Web Browser Skill (agent-browser)
Use agent-browser for web automation. It runs a headless Chromium instance by default and exposes a CLI optimized for AI agents.
Full command reference:
agent-browser --help
Installation
npm install -g agent-browser
agent-browser install # Download Chromium
# Linux only:
agent-browser install --with-deps # Install system deps
Core Workflow (recommended)
- Open a page
agent-browser open https://example.com - Get a snapshot (refs)
agent-browser snapshot -i # Interactive elements only # or JSON for machine parsing agent-browser snapshot -i --json - Interact using refs
agent-browser click @e2 agent-browser fill @e3 "test@example.com" agent-browser get text @e1 - Re-snapshot after changes
agent-browser snapshot -i --json
Refs (@e1, @e2, …) are deterministic and ideal for AI workflows.
Common Commands
agent-browser open <url> # Navigate (alias: goto)

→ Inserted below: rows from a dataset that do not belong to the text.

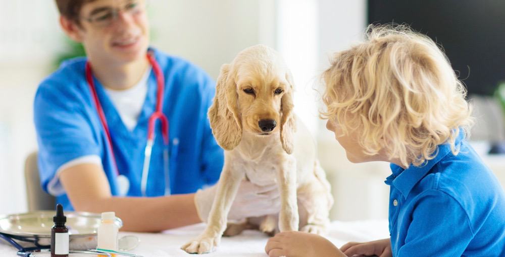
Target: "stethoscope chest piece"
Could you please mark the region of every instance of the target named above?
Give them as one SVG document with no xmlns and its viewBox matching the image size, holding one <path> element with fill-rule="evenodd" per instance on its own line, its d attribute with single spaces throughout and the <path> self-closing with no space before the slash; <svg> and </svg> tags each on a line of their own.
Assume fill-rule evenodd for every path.
<svg viewBox="0 0 505 257">
<path fill-rule="evenodd" d="M 118 183 L 118 193 L 122 197 L 126 196 L 130 189 L 130 180 L 126 177 L 126 176 L 123 174 L 118 175 L 116 179 L 116 181 Z"/>
</svg>

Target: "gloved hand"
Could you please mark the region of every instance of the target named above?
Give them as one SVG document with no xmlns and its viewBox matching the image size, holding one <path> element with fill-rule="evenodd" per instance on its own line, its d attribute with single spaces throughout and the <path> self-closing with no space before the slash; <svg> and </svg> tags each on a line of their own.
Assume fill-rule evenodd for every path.
<svg viewBox="0 0 505 257">
<path fill-rule="evenodd" d="M 240 220 L 249 217 L 276 214 L 280 210 L 280 194 L 277 184 L 261 186 L 242 180 L 228 215 L 229 220 Z M 199 189 L 194 196 L 194 204 L 200 219 L 207 222 L 217 192 L 217 184 Z"/>
</svg>

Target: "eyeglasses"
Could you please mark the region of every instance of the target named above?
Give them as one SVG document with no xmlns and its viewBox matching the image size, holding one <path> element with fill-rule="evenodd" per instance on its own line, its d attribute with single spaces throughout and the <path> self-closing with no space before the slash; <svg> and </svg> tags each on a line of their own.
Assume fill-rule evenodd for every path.
<svg viewBox="0 0 505 257">
<path fill-rule="evenodd" d="M 100 7 L 93 10 L 88 18 L 82 18 L 97 27 L 108 27 L 118 20 L 120 12 L 135 16 L 144 12 L 143 1 L 128 1 L 123 8 Z"/>
</svg>

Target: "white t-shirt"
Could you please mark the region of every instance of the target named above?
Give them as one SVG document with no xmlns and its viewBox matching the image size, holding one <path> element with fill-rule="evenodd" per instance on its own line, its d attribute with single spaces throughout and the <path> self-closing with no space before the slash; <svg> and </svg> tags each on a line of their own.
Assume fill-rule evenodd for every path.
<svg viewBox="0 0 505 257">
<path fill-rule="evenodd" d="M 138 116 L 147 93 L 147 79 L 151 72 L 149 67 L 137 85 L 124 90 L 105 89 L 123 123 L 130 131 L 137 125 Z"/>
</svg>

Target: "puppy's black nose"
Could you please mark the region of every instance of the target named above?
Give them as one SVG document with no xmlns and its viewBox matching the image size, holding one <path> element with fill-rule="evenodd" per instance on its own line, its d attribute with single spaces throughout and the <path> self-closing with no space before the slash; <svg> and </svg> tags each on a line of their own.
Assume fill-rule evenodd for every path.
<svg viewBox="0 0 505 257">
<path fill-rule="evenodd" d="M 258 125 L 263 132 L 270 132 L 274 130 L 277 123 L 273 119 L 262 119 L 258 122 Z"/>
</svg>

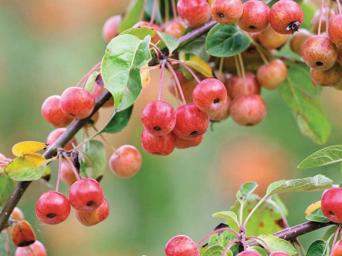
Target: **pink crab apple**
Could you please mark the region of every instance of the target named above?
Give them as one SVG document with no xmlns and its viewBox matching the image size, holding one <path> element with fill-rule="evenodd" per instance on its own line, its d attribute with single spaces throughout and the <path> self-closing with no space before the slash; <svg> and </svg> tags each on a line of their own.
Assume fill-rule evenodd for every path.
<svg viewBox="0 0 342 256">
<path fill-rule="evenodd" d="M 69 200 L 75 210 L 82 212 L 91 212 L 101 205 L 103 191 L 100 184 L 95 180 L 82 179 L 70 187 Z"/>
<path fill-rule="evenodd" d="M 237 20 L 237 25 L 243 30 L 258 32 L 268 25 L 269 8 L 260 0 L 249 0 L 242 4 L 244 11 Z"/>
<path fill-rule="evenodd" d="M 166 256 L 199 256 L 199 251 L 194 241 L 188 237 L 175 237 L 166 244 Z"/>
<path fill-rule="evenodd" d="M 203 112 L 212 113 L 222 108 L 227 101 L 224 85 L 214 78 L 207 78 L 195 87 L 193 98 L 196 106 Z"/>
<path fill-rule="evenodd" d="M 115 15 L 105 22 L 102 28 L 102 37 L 106 43 L 109 43 L 118 35 L 118 29 L 122 19 L 121 15 Z"/>
<path fill-rule="evenodd" d="M 89 227 L 96 225 L 107 218 L 109 215 L 109 205 L 105 198 L 101 206 L 91 212 L 81 212 L 75 211 L 76 217 L 81 223 L 84 226 Z"/>
<path fill-rule="evenodd" d="M 70 213 L 70 203 L 63 194 L 56 191 L 43 194 L 36 204 L 36 214 L 40 221 L 54 225 L 66 219 Z"/>
<path fill-rule="evenodd" d="M 269 24 L 279 34 L 293 34 L 300 27 L 304 15 L 302 8 L 292 0 L 280 0 L 271 8 Z"/>
<path fill-rule="evenodd" d="M 177 10 L 190 28 L 199 27 L 210 18 L 210 7 L 206 0 L 179 0 Z"/>
<path fill-rule="evenodd" d="M 151 134 L 163 136 L 171 132 L 176 124 L 176 112 L 173 107 L 165 101 L 150 102 L 141 113 L 144 128 Z"/>
<path fill-rule="evenodd" d="M 237 21 L 243 11 L 240 0 L 215 0 L 211 4 L 210 14 L 219 23 L 228 25 Z"/>
<path fill-rule="evenodd" d="M 175 134 L 189 140 L 199 137 L 207 131 L 210 120 L 208 114 L 193 103 L 183 105 L 176 109 L 177 120 L 173 128 Z"/>
<path fill-rule="evenodd" d="M 122 178 L 129 178 L 135 175 L 142 163 L 140 152 L 135 147 L 129 145 L 118 148 L 113 153 L 109 162 L 111 171 Z"/>
<path fill-rule="evenodd" d="M 140 138 L 141 146 L 145 152 L 152 155 L 167 156 L 174 149 L 176 136 L 173 132 L 164 136 L 153 135 L 146 130 Z"/>
<path fill-rule="evenodd" d="M 41 110 L 43 117 L 56 128 L 65 127 L 73 121 L 72 117 L 62 112 L 60 105 L 60 96 L 50 96 L 44 101 Z"/>
</svg>

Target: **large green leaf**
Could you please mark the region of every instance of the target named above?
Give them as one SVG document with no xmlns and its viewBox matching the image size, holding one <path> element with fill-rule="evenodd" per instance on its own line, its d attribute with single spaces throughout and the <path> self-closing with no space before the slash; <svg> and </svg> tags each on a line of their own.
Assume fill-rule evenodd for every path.
<svg viewBox="0 0 342 256">
<path fill-rule="evenodd" d="M 305 63 L 286 63 L 289 73 L 278 87 L 280 97 L 293 112 L 302 133 L 316 143 L 324 144 L 331 125 L 321 108 L 321 88 L 312 85 L 310 69 Z"/>
<path fill-rule="evenodd" d="M 216 57 L 229 57 L 248 48 L 249 38 L 235 24 L 218 24 L 212 28 L 206 40 L 206 51 Z"/>
<path fill-rule="evenodd" d="M 114 108 L 123 110 L 133 104 L 141 91 L 140 68 L 152 57 L 151 37 L 143 40 L 130 34 L 114 38 L 107 46 L 101 66 L 102 79 L 114 100 Z"/>
</svg>

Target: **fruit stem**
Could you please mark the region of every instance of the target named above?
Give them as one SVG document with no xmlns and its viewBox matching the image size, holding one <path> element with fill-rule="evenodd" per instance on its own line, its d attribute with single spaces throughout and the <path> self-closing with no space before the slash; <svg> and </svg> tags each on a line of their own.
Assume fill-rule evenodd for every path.
<svg viewBox="0 0 342 256">
<path fill-rule="evenodd" d="M 216 229 L 216 230 L 214 230 L 212 232 L 211 232 L 209 234 L 208 234 L 205 237 L 202 238 L 199 241 L 198 241 L 198 242 L 197 243 L 196 243 L 196 245 L 198 245 L 199 244 L 200 244 L 201 243 L 202 243 L 202 242 L 203 241 L 204 241 L 205 240 L 208 238 L 208 237 L 209 237 L 211 235 L 213 234 L 215 234 L 215 233 L 219 232 L 220 231 L 223 231 L 224 230 L 228 230 L 228 231 L 230 231 L 231 232 L 233 232 L 236 235 L 237 237 L 238 237 L 240 236 L 240 234 L 237 232 L 234 229 L 232 229 L 231 228 L 219 228 L 218 229 Z"/>
<path fill-rule="evenodd" d="M 200 83 L 201 82 L 199 79 L 198 79 L 198 78 L 195 74 L 195 73 L 194 73 L 194 72 L 191 70 L 191 69 L 188 67 L 188 66 L 184 62 L 182 62 L 180 60 L 178 60 L 175 59 L 171 59 L 170 58 L 168 58 L 168 60 L 171 61 L 174 61 L 175 62 L 176 62 L 177 63 L 179 63 L 179 64 L 182 65 L 185 68 L 189 70 L 189 72 L 191 73 L 191 74 L 193 75 L 193 76 L 195 79 L 196 80 L 197 83 Z"/>
</svg>

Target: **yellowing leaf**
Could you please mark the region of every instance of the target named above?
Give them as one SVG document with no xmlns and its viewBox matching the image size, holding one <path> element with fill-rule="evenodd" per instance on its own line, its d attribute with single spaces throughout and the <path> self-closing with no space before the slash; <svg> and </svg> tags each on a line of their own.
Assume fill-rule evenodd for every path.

agent-browser snapshot # Accessibility tree with refs
agent-browser click <sel|@ref>
agent-browser fill <sel|@ref> <text>
agent-browser type <sel|@ref> <text>
agent-browser press <key> # e.g. Enter, Tab, Control+a
agent-browser get text <sel|@ref>
agent-browser screenshot [path] # Use --full for full page
agent-browser close # Close browser
Semantic Finders (optional)
agent-browser find role button click --name "Submit"
agent-browser find label "Email" fill "test@test.com"
Helpful Options
- Headed mode (visible browser):
agent-browser open https://example.com --headed - Persistent profile (cookies/logins):
agent-browser --profile ~/.myapp-profile open https://example.com - Isolated sessions:
agent-browser --session agent1 open https://example.com - Agent-friendly JSON output:
agent-browser snapshot -i --json agent-browser get text @e1 --json - Local files (file://):
agent-browser --allow-file-access open file:///path/to/page.html
When to Use
Use this skill whenever the agent needs to browse the web, inspect pages, click buttons, fill forms, or capture screenshots.